When the gate denies or routes to HITL, the resulting audit event carries the exact text of the rule from your policy.yaml, plus a JSON-pointer to the rule. The external auditor reads the audit log and quotes the text verbatim in the PBC bundle. No vendor-mediated translation layer between what the rule actually says and what the auditor sees.

This sounds minor; in practice it’s load-bearing. Vendor audit logs typically record something like event_type: BLOCKED, reason: MATERIALITY_EXCEEDED, materiality: 10000. That’s information but it’s not evidence — the auditor still has to ask the vendor “what was the actual rule wording?” and trust the vendor’s answer.

With verbatim clauses, the audit row is the evidence. The text is the rule. The rule is in git. Anyone can replay any decision.

The four-tier reversibility model

Inside the gate, every action gets routed by a tier — closegate uses the NIST AI RMF Agentic Profile classification:

  • T0 Read-only · auto — read-only or propose-only actions. Always automatic.
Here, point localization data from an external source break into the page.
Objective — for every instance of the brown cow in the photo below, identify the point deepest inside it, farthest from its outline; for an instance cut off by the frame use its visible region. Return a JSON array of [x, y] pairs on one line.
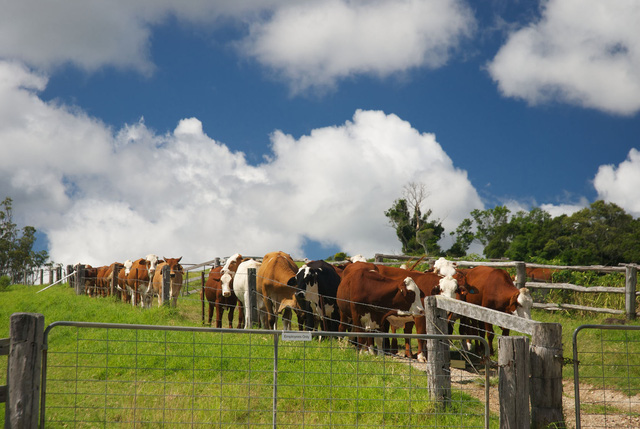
[[277, 284], [368, 299], [213, 292], [429, 284], [493, 288], [176, 273], [137, 282]]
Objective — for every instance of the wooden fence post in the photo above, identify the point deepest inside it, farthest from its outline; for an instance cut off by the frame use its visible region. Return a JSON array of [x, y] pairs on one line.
[[546, 376], [79, 279], [631, 279], [521, 274], [24, 371], [513, 387], [166, 285], [253, 298], [203, 294], [438, 372]]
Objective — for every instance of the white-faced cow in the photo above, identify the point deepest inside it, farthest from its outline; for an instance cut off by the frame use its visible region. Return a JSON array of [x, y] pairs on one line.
[[214, 294], [317, 283], [368, 299], [493, 288], [240, 286], [276, 283], [176, 273]]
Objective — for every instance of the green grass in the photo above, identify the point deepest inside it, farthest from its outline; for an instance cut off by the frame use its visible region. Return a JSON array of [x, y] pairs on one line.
[[115, 377]]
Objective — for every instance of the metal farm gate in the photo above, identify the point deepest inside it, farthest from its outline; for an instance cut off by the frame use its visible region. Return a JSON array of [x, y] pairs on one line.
[[606, 376], [111, 375]]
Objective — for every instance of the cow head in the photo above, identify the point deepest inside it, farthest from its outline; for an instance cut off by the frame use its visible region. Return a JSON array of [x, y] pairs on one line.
[[448, 287], [152, 263], [521, 303], [416, 308], [127, 266]]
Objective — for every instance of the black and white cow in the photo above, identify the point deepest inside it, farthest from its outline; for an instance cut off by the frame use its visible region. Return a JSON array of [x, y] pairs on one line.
[[317, 283]]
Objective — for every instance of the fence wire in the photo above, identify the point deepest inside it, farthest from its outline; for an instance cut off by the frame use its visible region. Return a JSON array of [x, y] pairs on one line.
[[607, 376], [110, 375]]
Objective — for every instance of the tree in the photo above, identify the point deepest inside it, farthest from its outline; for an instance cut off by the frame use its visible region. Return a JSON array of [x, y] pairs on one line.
[[16, 246], [417, 233]]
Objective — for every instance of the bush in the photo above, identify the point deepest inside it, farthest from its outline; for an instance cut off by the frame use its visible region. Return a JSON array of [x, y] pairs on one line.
[[5, 281]]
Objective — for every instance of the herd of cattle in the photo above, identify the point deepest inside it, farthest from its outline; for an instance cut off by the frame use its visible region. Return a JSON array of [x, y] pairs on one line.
[[356, 295], [136, 281]]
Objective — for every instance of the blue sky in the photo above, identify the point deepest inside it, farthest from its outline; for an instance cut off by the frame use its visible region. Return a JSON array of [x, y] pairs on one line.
[[205, 128]]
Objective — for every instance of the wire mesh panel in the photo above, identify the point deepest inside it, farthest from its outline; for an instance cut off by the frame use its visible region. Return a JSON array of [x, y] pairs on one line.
[[607, 376], [107, 375]]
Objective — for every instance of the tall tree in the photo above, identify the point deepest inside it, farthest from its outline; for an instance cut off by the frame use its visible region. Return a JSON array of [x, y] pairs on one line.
[[16, 246], [417, 233]]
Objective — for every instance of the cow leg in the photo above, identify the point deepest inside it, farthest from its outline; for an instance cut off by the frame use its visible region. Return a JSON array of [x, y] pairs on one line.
[[408, 329], [489, 332], [241, 316], [421, 329], [230, 316], [211, 306], [219, 311]]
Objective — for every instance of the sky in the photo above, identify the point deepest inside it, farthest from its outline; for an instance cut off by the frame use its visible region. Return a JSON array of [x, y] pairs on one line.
[[204, 128]]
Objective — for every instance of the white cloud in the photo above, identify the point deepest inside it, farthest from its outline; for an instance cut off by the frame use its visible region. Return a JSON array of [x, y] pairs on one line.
[[93, 34], [619, 184], [582, 52], [102, 196], [315, 44]]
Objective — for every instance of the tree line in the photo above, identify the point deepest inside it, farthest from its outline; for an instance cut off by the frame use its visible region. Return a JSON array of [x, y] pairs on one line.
[[601, 234], [16, 247]]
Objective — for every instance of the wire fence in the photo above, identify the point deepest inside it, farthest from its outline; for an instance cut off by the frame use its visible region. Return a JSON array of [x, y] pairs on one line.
[[606, 376], [110, 375]]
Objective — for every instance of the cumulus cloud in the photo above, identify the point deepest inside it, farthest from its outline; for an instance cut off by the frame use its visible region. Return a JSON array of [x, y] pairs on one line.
[[103, 195], [619, 184], [581, 52], [315, 44], [309, 43]]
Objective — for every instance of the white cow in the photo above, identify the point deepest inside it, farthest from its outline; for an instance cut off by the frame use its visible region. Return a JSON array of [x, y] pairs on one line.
[[241, 289]]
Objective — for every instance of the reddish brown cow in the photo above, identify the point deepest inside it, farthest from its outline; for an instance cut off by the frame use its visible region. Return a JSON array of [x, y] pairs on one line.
[[368, 299], [137, 282], [429, 284], [277, 283], [216, 299], [493, 288], [176, 273]]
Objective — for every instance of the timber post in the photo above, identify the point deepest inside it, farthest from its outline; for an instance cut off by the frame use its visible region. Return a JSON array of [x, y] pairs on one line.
[[438, 373], [513, 387], [546, 376], [631, 279], [79, 279], [203, 295], [166, 286], [24, 370], [521, 274]]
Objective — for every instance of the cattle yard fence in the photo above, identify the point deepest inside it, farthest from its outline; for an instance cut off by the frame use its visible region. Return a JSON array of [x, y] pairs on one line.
[[81, 374], [606, 376]]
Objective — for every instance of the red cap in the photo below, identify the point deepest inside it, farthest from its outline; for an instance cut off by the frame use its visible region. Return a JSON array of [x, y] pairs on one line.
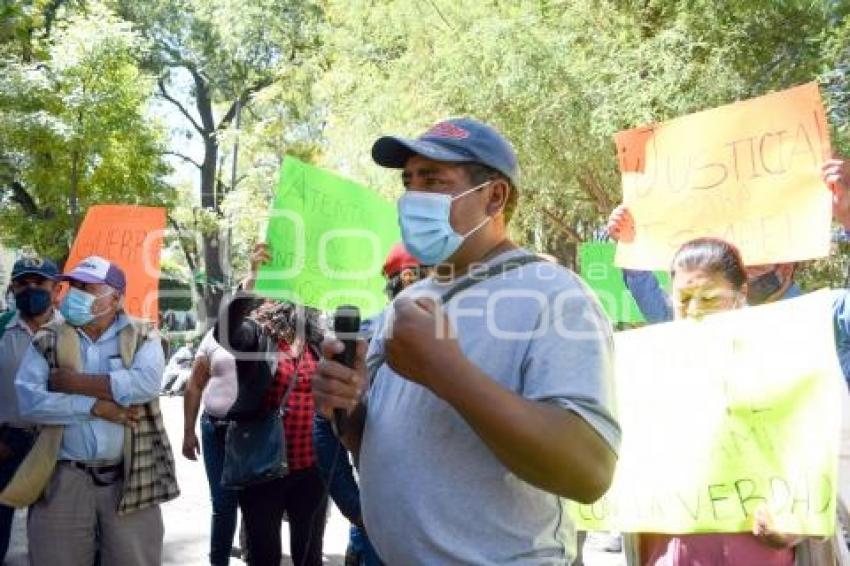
[[397, 260]]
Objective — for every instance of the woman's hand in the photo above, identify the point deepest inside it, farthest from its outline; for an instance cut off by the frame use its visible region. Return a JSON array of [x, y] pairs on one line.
[[621, 225]]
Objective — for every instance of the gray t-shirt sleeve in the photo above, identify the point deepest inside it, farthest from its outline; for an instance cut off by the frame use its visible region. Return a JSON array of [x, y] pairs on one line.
[[571, 362]]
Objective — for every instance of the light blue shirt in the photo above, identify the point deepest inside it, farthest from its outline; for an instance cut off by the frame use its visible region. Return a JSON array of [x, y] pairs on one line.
[[87, 438], [13, 345]]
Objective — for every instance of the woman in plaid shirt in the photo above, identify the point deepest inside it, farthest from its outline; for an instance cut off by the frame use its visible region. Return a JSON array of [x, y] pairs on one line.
[[294, 333]]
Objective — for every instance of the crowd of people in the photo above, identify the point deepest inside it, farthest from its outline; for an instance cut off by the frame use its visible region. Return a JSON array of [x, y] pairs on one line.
[[465, 421]]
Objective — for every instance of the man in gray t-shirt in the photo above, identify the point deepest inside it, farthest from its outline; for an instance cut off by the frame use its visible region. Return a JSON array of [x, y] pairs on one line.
[[475, 420]]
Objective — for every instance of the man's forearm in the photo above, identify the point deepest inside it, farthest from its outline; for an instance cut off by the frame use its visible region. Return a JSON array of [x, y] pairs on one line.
[[191, 406], [545, 445], [96, 386]]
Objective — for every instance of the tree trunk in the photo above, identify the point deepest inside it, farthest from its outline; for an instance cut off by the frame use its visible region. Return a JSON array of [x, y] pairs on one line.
[[213, 286]]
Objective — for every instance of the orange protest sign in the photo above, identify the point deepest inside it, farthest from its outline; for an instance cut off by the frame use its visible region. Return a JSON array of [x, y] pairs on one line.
[[748, 173], [130, 237]]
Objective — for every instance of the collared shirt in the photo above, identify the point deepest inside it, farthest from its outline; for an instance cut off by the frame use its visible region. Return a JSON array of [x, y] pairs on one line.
[[87, 438], [535, 330], [13, 346]]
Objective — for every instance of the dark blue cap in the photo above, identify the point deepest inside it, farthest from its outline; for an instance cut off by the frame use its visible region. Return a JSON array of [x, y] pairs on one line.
[[459, 140], [35, 266]]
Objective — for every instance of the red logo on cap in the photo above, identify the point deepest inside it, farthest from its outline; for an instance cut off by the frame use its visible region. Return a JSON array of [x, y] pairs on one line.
[[447, 130]]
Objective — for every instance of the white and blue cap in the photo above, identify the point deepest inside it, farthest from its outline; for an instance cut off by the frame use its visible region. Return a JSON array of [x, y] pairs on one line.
[[95, 269], [459, 140], [33, 265]]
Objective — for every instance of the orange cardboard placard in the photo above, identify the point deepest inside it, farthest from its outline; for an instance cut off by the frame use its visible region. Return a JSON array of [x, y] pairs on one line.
[[747, 172], [130, 237]]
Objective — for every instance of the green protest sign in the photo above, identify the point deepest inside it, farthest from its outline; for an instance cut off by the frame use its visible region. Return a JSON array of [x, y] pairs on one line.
[[596, 264], [328, 238]]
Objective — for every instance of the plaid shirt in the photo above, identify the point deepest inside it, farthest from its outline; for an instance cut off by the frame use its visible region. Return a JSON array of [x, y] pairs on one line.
[[299, 410]]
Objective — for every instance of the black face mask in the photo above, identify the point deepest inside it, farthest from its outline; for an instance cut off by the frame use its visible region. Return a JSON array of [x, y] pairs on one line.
[[32, 301], [762, 288]]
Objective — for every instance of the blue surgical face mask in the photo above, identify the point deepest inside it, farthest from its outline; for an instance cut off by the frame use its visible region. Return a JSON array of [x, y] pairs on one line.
[[425, 224], [76, 307], [32, 301]]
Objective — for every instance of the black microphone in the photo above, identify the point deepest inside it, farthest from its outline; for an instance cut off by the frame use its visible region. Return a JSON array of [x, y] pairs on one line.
[[346, 329]]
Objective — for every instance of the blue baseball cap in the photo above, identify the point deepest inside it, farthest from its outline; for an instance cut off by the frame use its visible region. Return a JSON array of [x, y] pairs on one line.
[[32, 265], [458, 140]]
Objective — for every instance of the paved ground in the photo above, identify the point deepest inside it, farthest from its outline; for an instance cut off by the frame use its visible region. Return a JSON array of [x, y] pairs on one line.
[[187, 518]]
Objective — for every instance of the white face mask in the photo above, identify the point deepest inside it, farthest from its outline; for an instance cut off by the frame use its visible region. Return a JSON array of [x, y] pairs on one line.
[[425, 224]]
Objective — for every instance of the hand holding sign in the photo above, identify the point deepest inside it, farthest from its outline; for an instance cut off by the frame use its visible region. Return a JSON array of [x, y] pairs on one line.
[[746, 173]]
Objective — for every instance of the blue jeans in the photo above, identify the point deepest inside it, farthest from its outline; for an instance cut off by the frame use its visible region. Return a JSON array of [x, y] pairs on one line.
[[6, 516], [362, 546], [224, 501]]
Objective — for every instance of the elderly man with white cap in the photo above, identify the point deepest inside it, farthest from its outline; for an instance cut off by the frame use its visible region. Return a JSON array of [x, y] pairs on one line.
[[97, 375]]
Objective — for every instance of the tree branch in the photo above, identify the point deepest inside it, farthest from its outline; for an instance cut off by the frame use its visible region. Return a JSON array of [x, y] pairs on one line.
[[185, 158], [561, 226], [591, 185], [180, 237], [179, 106], [243, 100], [27, 203]]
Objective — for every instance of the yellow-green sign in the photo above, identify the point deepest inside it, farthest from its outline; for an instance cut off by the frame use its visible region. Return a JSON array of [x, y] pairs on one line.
[[329, 237], [722, 416]]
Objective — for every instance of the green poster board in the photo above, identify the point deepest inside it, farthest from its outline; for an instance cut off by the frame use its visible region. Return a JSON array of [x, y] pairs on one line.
[[596, 265], [328, 238]]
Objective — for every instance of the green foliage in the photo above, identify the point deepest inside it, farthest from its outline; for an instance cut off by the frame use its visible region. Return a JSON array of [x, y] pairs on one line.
[[75, 122], [559, 78]]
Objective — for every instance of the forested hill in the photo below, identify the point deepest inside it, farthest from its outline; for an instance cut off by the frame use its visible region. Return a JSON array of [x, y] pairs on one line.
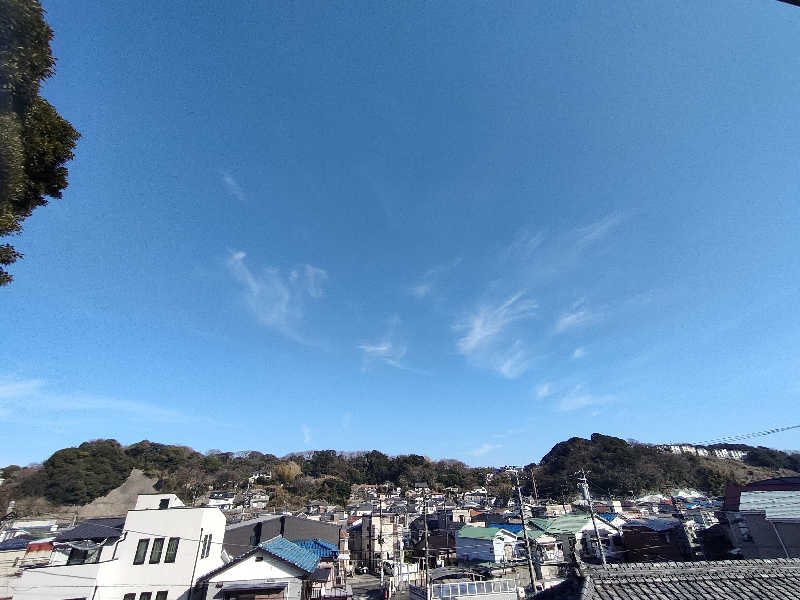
[[621, 468], [76, 476]]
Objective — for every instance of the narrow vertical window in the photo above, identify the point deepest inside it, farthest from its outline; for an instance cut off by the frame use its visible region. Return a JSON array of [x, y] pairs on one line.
[[155, 553], [141, 551], [172, 550]]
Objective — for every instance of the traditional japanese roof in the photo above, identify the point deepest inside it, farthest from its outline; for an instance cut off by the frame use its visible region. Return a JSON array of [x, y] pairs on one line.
[[280, 548], [319, 547], [653, 523], [290, 552], [93, 529], [764, 579]]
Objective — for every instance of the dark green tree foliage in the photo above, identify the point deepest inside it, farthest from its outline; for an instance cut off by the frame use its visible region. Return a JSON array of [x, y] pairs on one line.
[[79, 475], [619, 468], [35, 141]]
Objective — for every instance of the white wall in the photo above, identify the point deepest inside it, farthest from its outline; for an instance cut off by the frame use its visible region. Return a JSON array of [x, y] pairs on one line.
[[152, 501], [115, 574]]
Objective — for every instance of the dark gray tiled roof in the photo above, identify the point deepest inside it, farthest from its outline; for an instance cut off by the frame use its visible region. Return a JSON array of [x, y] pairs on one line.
[[767, 579], [93, 529]]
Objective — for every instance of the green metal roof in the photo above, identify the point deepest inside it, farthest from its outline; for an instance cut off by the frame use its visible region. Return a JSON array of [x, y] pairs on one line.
[[560, 525], [480, 533]]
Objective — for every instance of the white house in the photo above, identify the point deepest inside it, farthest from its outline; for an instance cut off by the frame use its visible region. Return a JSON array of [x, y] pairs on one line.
[[277, 569], [486, 544], [159, 553]]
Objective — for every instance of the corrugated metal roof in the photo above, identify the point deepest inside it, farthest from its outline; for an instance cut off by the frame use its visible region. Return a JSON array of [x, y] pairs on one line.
[[779, 504], [93, 529], [19, 543], [292, 553]]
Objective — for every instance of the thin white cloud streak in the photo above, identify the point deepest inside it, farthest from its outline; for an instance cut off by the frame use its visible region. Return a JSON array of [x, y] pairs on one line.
[[488, 321], [233, 187], [514, 362], [431, 278], [554, 255], [575, 317], [276, 301], [594, 232], [485, 336], [387, 350], [578, 398], [484, 449], [27, 398], [315, 278]]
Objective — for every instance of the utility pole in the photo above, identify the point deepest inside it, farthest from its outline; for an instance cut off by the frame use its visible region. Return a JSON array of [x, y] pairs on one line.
[[584, 485], [535, 573], [380, 536], [427, 560], [535, 491]]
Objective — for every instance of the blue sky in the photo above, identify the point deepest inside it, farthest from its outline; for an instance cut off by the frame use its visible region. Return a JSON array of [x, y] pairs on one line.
[[466, 230]]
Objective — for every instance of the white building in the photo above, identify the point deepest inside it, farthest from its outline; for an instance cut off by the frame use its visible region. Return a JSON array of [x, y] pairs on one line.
[[163, 549], [486, 544], [276, 569]]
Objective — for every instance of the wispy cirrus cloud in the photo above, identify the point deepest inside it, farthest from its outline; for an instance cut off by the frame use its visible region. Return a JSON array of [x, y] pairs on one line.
[[315, 279], [430, 279], [26, 400], [577, 316], [482, 326], [233, 187], [539, 256], [277, 301], [388, 349], [578, 398], [598, 230], [485, 336]]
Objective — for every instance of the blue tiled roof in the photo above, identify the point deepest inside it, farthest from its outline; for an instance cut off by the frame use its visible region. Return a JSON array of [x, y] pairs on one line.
[[607, 516], [14, 544], [292, 553], [319, 547]]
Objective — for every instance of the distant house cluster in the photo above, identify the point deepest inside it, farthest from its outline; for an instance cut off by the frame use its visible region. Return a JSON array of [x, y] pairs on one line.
[[454, 543]]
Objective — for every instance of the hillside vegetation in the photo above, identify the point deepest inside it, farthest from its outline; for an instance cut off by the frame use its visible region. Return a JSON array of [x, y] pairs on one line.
[[76, 476]]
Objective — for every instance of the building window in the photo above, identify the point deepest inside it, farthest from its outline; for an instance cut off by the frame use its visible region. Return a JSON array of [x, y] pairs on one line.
[[172, 550], [77, 557], [206, 546], [155, 553], [141, 551]]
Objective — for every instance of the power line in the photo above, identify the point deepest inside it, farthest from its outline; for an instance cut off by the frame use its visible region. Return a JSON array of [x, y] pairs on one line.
[[742, 436]]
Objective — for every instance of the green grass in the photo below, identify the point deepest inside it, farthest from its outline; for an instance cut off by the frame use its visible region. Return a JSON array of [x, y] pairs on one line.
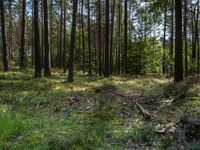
[[37, 113]]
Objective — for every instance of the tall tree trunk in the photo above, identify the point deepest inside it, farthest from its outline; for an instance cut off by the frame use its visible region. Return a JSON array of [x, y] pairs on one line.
[[61, 33], [65, 39], [111, 36], [119, 38], [197, 36], [99, 38], [125, 36], [83, 35], [22, 50], [172, 37], [42, 35], [193, 35], [47, 51], [33, 44], [178, 75], [89, 41], [186, 45], [107, 63], [72, 43], [5, 52], [38, 68], [10, 31], [164, 40], [51, 31]]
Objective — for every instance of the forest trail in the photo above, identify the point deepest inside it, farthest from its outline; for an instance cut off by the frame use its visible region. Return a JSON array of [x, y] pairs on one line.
[[107, 112]]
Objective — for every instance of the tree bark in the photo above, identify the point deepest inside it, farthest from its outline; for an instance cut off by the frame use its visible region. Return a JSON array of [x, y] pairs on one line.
[[178, 75], [72, 43], [99, 38], [5, 52], [38, 68], [22, 50], [89, 41], [126, 36], [107, 63], [83, 35], [65, 39], [185, 40], [47, 54], [111, 37]]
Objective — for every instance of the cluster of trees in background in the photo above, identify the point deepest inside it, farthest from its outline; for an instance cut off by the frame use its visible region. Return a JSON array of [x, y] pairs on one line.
[[102, 37]]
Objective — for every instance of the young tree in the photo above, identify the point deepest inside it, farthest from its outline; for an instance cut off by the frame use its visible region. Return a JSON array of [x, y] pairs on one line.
[[38, 67], [125, 36], [72, 42], [83, 34], [89, 41], [107, 64], [99, 38], [178, 70], [185, 40], [65, 39], [47, 53], [23, 26], [5, 52], [111, 36]]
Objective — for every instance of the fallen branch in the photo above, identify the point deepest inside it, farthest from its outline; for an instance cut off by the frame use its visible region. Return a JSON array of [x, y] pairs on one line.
[[145, 113]]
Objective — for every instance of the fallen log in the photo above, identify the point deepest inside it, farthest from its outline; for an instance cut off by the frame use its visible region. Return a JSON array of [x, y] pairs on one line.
[[144, 112], [191, 126]]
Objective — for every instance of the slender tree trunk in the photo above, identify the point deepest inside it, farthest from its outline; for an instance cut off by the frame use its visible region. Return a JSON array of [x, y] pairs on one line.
[[178, 76], [83, 35], [197, 36], [119, 38], [186, 45], [5, 52], [99, 38], [72, 42], [164, 41], [33, 45], [42, 35], [10, 31], [22, 49], [47, 54], [193, 36], [126, 36], [172, 37], [61, 33], [107, 63], [89, 41], [111, 38], [38, 68], [51, 30], [65, 39]]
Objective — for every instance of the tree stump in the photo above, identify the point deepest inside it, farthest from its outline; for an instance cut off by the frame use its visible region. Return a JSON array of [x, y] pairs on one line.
[[191, 126]]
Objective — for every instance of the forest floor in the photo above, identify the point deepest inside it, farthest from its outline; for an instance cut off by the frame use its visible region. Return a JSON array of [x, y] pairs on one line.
[[94, 112]]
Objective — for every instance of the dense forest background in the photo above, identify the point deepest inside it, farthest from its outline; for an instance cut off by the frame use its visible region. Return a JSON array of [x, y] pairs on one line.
[[111, 37], [99, 74]]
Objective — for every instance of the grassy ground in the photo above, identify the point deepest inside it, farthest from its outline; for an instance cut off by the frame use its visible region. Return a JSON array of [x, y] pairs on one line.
[[49, 113]]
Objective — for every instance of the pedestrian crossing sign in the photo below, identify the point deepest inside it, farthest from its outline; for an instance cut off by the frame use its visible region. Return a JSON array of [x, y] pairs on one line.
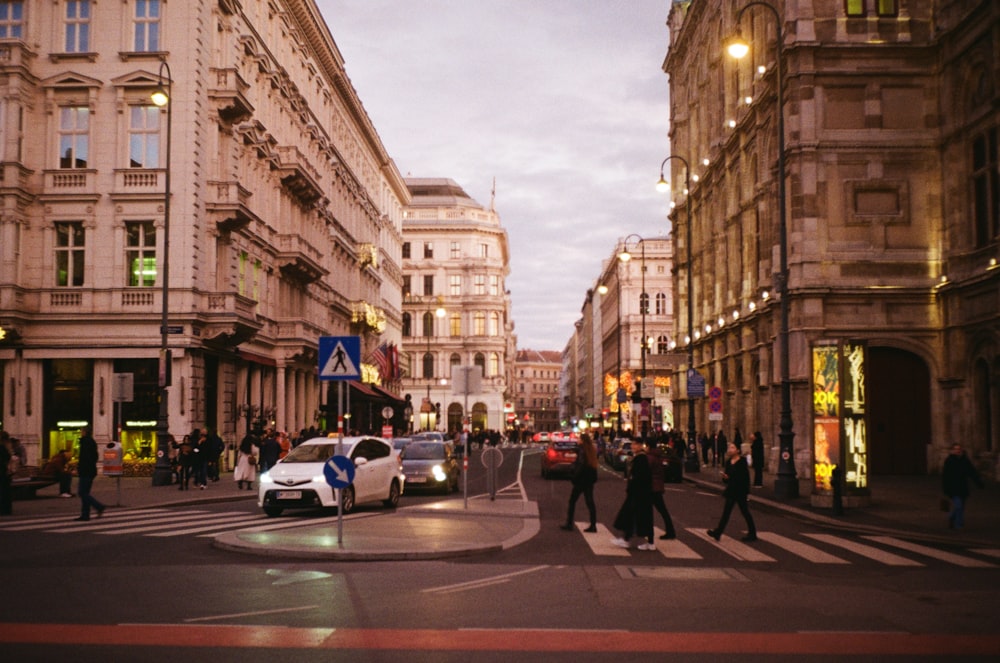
[[339, 357]]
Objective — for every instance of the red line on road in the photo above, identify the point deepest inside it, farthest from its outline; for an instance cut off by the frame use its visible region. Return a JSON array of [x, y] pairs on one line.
[[173, 635]]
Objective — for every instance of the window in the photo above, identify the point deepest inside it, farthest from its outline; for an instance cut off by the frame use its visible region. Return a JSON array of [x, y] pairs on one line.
[[144, 137], [74, 136], [986, 187], [11, 20], [661, 304], [147, 26], [69, 254], [140, 254], [77, 26]]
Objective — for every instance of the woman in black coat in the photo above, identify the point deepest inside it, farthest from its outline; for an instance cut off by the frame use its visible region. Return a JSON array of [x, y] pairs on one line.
[[635, 518], [736, 475]]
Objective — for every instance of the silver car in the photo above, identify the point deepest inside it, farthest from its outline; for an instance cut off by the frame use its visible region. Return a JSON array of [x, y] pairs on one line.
[[298, 481]]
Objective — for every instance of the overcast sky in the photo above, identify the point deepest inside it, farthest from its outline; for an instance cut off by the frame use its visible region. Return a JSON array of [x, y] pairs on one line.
[[564, 102]]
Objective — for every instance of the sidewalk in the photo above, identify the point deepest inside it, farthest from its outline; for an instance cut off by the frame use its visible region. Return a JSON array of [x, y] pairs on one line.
[[901, 506]]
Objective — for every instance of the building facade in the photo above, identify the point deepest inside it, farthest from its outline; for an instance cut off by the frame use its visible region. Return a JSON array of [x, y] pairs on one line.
[[458, 340], [892, 219], [284, 215]]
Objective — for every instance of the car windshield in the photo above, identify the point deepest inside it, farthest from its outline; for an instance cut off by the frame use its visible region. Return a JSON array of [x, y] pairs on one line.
[[311, 453], [423, 451]]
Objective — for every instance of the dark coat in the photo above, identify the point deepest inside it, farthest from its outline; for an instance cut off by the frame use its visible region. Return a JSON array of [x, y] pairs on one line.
[[636, 514], [738, 479], [955, 475]]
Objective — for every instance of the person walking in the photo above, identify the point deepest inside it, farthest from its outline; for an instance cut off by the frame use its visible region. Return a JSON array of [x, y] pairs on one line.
[[955, 475], [635, 517], [246, 462], [656, 474], [757, 457], [86, 469], [584, 477], [736, 475]]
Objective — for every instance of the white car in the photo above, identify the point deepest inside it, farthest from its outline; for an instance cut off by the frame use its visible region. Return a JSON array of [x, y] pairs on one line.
[[297, 481]]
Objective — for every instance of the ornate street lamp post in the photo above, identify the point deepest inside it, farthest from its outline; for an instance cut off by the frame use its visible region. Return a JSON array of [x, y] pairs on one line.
[[692, 464], [786, 484], [162, 476]]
No HITL, no audit row beyond a normal access log.
  • T1 Reversible · auto + audit — reversible changes below the materiality threshold. Automatic with an audit row + verbatim clause.
  • T2 HITL required — reversible changes above materiality or against a sensitive account. HITL required. SoD enforced server-side.
  • T3 Dual HITL · irreversible — irreversible (payment submission, period close, journal post). Dual HITL required: requestor ≠ approver ≠ payer.

The tier model is the answer to “how much do we trust the agent?” — and the answer is it depends on what action it wants to take. T0 actions run full speed; T3 actions require three humans. That gradient is what lets the agent move fast on the 95% and your team focus on the 5% that has real judgment cost.

Why the gate has to be open-source

Three reasons:

Audit defensibility. Your external auditor reads the gate code as part of the SOX 404 walkthrough. If the gate is in a vendor binary, the auditor takes the vendor’s word for it — which means your audit committee takes the vendor’s word for it, which means a single vendor incident can shake your audit confidence.

Threat-model legibility. Your CISO needs to reason about prompt injection, LLM-impersonating-human, and audit-log tampering. None of that is reasonable if the chokepoint code is closed; the security review board will ask, and “the vendor says it’s secure” will fail the review.

Architectural reusability. Different finance teams have different policy shapes. A multi-entity holdco with USD/JPY/INR materiality needs per-entity overrides; a SOX-public-company needs strict period-close locks; a fintech needs different sensitive-account categories. With an open gate, each team forks the starter policy.yaml and adapts. With a closed gate, each team negotiates with the vendor.

What this means in practice

If you’re scoping an AI agent for close, recon, or AP work:

  1. Look at any candidate framework or vendor and ask: where’s the chokepoint?
  2. If it’s in the prompt — “we tell the LLM not to do X” — that’s not a chokepoint. That’s prompt engineering.
  3. If it’s in application code spread across three modules — “we have a confirmMatch() that calls policyCheck() which…” — that’s also not a chokepoint. That’s a refactor waiting to break.
  4. If it’s a single function with verbatim clause attribution, server-side actor identity binding, and explicit tier annotations on every tool — that’s a chokepoint. Now check whether you can read its source.

The policy gate as a pattern is older than closegate. The novelty is shipping it open, in a form that’s load-bearing in production, with the verbatim-clause-text attribution that auditors specifically need. That’s the bet.